De leur côté, les Jeunes dynamiques de Malulku (JDM), une association de 18 membres dans la périphérie de Kinshasa, la capitale congolaise, se sont engagés dans l’agriculture depuis 2010 en cultivant un hectare, et un autre en 2011.
«Nous pratiquons le binage seulement depuis que nous avons commencé ce métier en 2010 et nous avons produit 15 tonnes de TME 419. Mais en 2011, avec un hectare et demi, la production était de 28 tonnes. Nous y avons mis un peu d’engrais chimique», témoigne Anne Mburabata, 32 ans, présidente de JDM.
«Avant de vulgariser cette variété de manioc, nous avons expérimenté le TME 419. Lors des expériences en 2008, nous avons semé 3.000 boutures de manioc et nous avons récolté 30.000 boutures, soit dix fois plus», indique à IPS, Didier Mboma, responsable des innovations techniques de « Impresa serviti coordinati » (ISCO), une ONG italienne qui offre gratuitement cette variété et participe à sa vulgarisation en RDC.
Mboma affirme également que les jeunes se prennent actuellement en charge grâce à leurs travaux agricoles et participent au renforcement de la sécurité alimentaire.
«Les jeunes agriculteurs doivent tendre vers la professionnalisation de leur métier en maîtrisant toute la chaîne des valeurs, depuis la production jusqu’à la commercialisation, en passant par la transformation», souligne Dr Christophe Arthur Mampuya, chef de service au ministère de l’Agriculture, de la Pêche et de l’Elevage.

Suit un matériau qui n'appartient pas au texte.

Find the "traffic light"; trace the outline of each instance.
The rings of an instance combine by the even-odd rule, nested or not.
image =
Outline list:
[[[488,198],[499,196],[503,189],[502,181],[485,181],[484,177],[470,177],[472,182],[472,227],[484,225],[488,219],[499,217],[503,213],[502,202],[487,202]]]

«La variété TME 419 est très performante et figure parmi les meilleures variétés vulgarisées aussi par l’Institut international des technologies agricoles», basé à Kinshasa, avec une antenne à la station de l’Institut national des recherches agronomiques de Kiyaka, au Bandundu, ajoute-t-il.
Selon Mampuya, les jeunes doivent également mettre en place des parcs à bois pour poursuivre la vulgarisation à grande échelle de cette variété.
«Le TME 419 est plus utilisé dans l’ouest que dans l’est de la RDC, mais petit à petit, la variété pourra atteindre tout le pays», indique Paluku Mivimba, président de Confédération nationale des producteurs agricoles du Congo.